Institutions cannot use the new aid:
- To pay down student balances.
- To create new scholarships.
- To pay salaries or bonuses of senior administrators or executives.
- For stock buybacks, shareholder dividends, capital distributions, and/or stock options.
Finally, the Department has released information on a new grant competition to “spark student-centered, agile learning opportunities to support recovery” from the pandemic. The $300.7 million in discretionary funding will go to states and can be used for K-12 and/or higher education with $127.5 million going to Reimagining Workforce Preparation grants. These grants will assist in expanding short-term postsecondary programs and work-based learning opportunities. The Department has not yet released the full application or criteria for grants but in its Notice Inviting Applications the Department does indicate that it will prioritize states with the highest coronavirus burden. A supplemental notice with more information for applicants is forthcoming.
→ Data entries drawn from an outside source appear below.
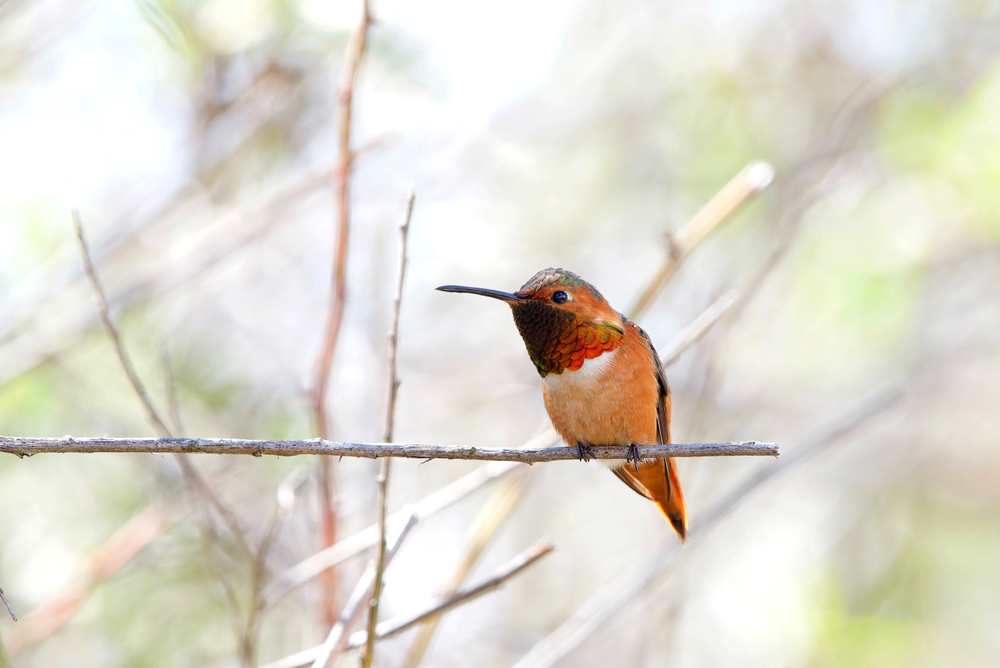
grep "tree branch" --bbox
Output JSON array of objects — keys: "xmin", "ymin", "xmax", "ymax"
[
  {"xmin": 264, "ymin": 460, "xmax": 532, "ymax": 602},
  {"xmin": 312, "ymin": 0, "xmax": 372, "ymax": 626},
  {"xmin": 0, "ymin": 589, "xmax": 17, "ymax": 622},
  {"xmin": 261, "ymin": 538, "xmax": 555, "ymax": 668},
  {"xmin": 628, "ymin": 162, "xmax": 774, "ymax": 320},
  {"xmin": 514, "ymin": 389, "xmax": 902, "ymax": 668},
  {"xmin": 0, "ymin": 436, "xmax": 778, "ymax": 464},
  {"xmin": 313, "ymin": 508, "xmax": 417, "ymax": 668},
  {"xmin": 361, "ymin": 185, "xmax": 414, "ymax": 668}
]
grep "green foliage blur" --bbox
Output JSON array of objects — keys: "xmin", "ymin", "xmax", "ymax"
[{"xmin": 0, "ymin": 0, "xmax": 1000, "ymax": 668}]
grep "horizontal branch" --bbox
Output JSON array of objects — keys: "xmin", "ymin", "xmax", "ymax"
[{"xmin": 0, "ymin": 436, "xmax": 778, "ymax": 464}]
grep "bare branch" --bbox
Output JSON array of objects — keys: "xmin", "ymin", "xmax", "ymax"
[
  {"xmin": 660, "ymin": 290, "xmax": 739, "ymax": 367},
  {"xmin": 0, "ymin": 436, "xmax": 778, "ymax": 464},
  {"xmin": 514, "ymin": 389, "xmax": 902, "ymax": 668},
  {"xmin": 404, "ymin": 469, "xmax": 531, "ymax": 668},
  {"xmin": 629, "ymin": 162, "xmax": 774, "ymax": 320},
  {"xmin": 313, "ymin": 508, "xmax": 417, "ymax": 668},
  {"xmin": 73, "ymin": 211, "xmax": 253, "ymax": 558},
  {"xmin": 262, "ymin": 538, "xmax": 555, "ymax": 668},
  {"xmin": 0, "ymin": 589, "xmax": 17, "ymax": 622},
  {"xmin": 264, "ymin": 460, "xmax": 532, "ymax": 601},
  {"xmin": 361, "ymin": 185, "xmax": 414, "ymax": 668},
  {"xmin": 312, "ymin": 0, "xmax": 372, "ymax": 626},
  {"xmin": 348, "ymin": 538, "xmax": 556, "ymax": 648},
  {"xmin": 73, "ymin": 211, "xmax": 171, "ymax": 436}
]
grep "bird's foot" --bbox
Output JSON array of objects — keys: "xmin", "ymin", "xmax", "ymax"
[{"xmin": 625, "ymin": 443, "xmax": 642, "ymax": 473}]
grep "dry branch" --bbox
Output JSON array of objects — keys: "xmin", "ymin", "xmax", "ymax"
[
  {"xmin": 261, "ymin": 538, "xmax": 555, "ymax": 668},
  {"xmin": 0, "ymin": 436, "xmax": 778, "ymax": 464},
  {"xmin": 265, "ymin": 462, "xmax": 532, "ymax": 601},
  {"xmin": 0, "ymin": 589, "xmax": 17, "ymax": 622},
  {"xmin": 312, "ymin": 0, "xmax": 372, "ymax": 626},
  {"xmin": 402, "ymin": 468, "xmax": 531, "ymax": 668},
  {"xmin": 361, "ymin": 185, "xmax": 414, "ymax": 668},
  {"xmin": 629, "ymin": 162, "xmax": 774, "ymax": 320},
  {"xmin": 313, "ymin": 508, "xmax": 417, "ymax": 668},
  {"xmin": 514, "ymin": 389, "xmax": 902, "ymax": 668}
]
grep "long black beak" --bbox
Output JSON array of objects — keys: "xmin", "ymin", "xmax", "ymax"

Other Areas of Consideration
In addition to federal actions, there are a number of other regulatory related issues that impact distance education. WCET State Authorization Network (SAN) has compiled great resources including links to institutional accreditor pandemic related guidance, programmatic accreditor pandemic related guidance, and licensure board pandemic related guidance. WICHE, WCET’s parent organization, has a number of resources. We wanted to call attention specifically to the WICHE Behavioral Health Unit COVID-19 resources, which include an informative webinar on supporting students during a pandemic, has resources regarding counseling across state lines, and also has several resources on telehealth. And the State Higher Education Executive Officers (SHEEO) has links to state higher education pandemic related guidance and information.
And Soon We Won’t Wake to “I Got You Babe”
Near the End of Groundhog Day as Murray’s character experiences a change of heart and starts to redeem himself by using his knowledge for the good of others, he opines, “When Chekhov saw the long winter, he saw a winter bleak and dark and bereft of hope. Yet we know that winter is just another cycle of life. But standing here among the people of Punxsutawney and basking in the warmth of their hearths and hearts, I couldn’t imagine a better fate than a long and lustrous winter.”
Our current crisis may seem unending, but I have no doubts that there could not be a better group of people guiding higher education forward than the distance education leaders, instructional designers, and faculty who have risen to these unprecedented challenges.